I didn’t know where his crew was, didn’t know if he had already called in police, FBI, hell, maybe even a SWAT team.
“I’ve already gone over this,” I said. “There are a group of magic users who use five disciplines of magic, and have been doing so for centuries. They call themselves the Authority and are in charge of how much information the general public knows about magic. They have infiltrated into every level of society worldwide. They have the ability to wipe memories—they have many abilities.
“I got involved with them because my dad was involved with them. At that time the organization was breaking apart and each faction wanted magic in their hands. The right to say who could use it, and how it could be used.
“But they opened a door into death, and something—someone—got through. Now thos
e someones want to rule magic in this world. The… things they released from death are soulless, heartless, insane. They’re called the Veiled.
“Some people have sided with them. Some people are trying to tear the Authority apart from the inside out. Some of us left the group and are trying to take care of the real problem.”
“And what is the real problem?” he asked. I couldn’t tell by his tone of voice if he believed anything I was saying.
“The real problem is that the people who came through from death have poisoned magic—at least that’s what we think has happened.
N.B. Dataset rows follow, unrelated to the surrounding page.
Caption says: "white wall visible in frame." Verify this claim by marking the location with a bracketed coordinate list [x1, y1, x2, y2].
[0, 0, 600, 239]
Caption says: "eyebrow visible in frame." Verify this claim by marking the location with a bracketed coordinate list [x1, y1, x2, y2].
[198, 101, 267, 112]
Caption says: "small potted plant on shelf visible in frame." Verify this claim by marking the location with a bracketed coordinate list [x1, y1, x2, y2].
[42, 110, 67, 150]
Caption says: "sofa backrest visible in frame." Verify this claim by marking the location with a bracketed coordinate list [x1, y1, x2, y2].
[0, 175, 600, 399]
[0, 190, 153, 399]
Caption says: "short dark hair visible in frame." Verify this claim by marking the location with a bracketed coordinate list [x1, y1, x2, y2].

And now the walking dead—the Veiled—are spreading that poison. It’s why people are getting sick. It’s why people are dying. It’s why Anthony Bell died.
“And I’m doing everything I can to find out how magic has been poisoned, what has poisoned it, and how to stop it.”
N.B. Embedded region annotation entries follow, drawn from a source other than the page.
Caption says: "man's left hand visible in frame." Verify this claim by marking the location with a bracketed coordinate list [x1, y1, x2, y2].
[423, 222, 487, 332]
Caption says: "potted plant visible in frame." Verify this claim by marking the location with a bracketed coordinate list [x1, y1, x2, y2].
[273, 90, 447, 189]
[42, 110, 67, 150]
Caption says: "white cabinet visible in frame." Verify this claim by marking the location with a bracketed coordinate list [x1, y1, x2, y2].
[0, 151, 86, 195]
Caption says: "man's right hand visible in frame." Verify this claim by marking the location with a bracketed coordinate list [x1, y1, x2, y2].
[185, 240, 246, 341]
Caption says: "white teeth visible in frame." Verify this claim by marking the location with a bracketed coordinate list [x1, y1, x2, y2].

“Alone. Without the police. Without going through any of the proper channels,” he said. “What you’re doing is illegal, Allie.”
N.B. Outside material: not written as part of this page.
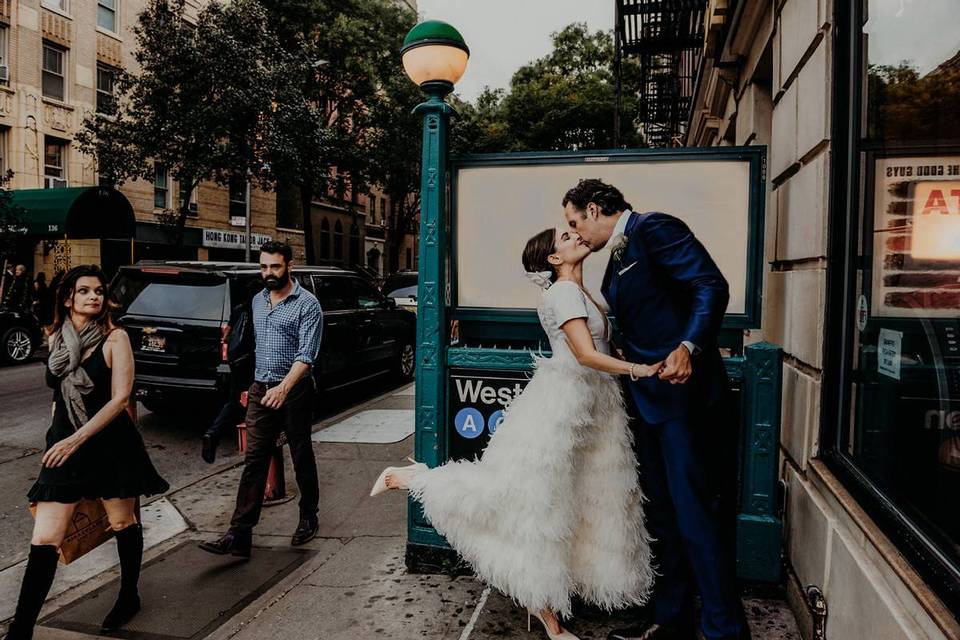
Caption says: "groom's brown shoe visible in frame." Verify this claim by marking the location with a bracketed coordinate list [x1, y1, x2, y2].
[607, 623, 697, 640]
“What I’m doing is the only chance we have to make this right. If I go to the police, to the proper channels, they won’t believe me. And they’ll want proof too. The members of the Authority inside those departments will make sure I’m dead long before anyone gets the proof they want.
“I’ve been framed, Paul. I didn’t embezzle from the company.”
“What about the cistern?” he asked. “Were you involved in destroying it?”
“Yes. But the cistern was booby-trapped, set to spread the poison as fast as it could through the network. I was trying to stop that.”
He was silent for a moment. Then, finally, “You told me you would name names.”
“And I will. But I don’t have time to fill out paperwork.”
He sighed. “I think you do. I think you have to.”
I did not want to fight him—hell, I didn’t think I could and come out on top. I couldn’t even cast the simplest Block spell. I was tired, weaponless. He was a trained man of the law who had all the equipment he needed to put me down.
And Stone was tied and taped.
“Paul,” I said. “I’m telling you the truth.”
“Doorways into death? Monsters on the loose? Secret societies?” He shook his head. “Until I get names, dates, specifics, Allie, those are all just stories to me.”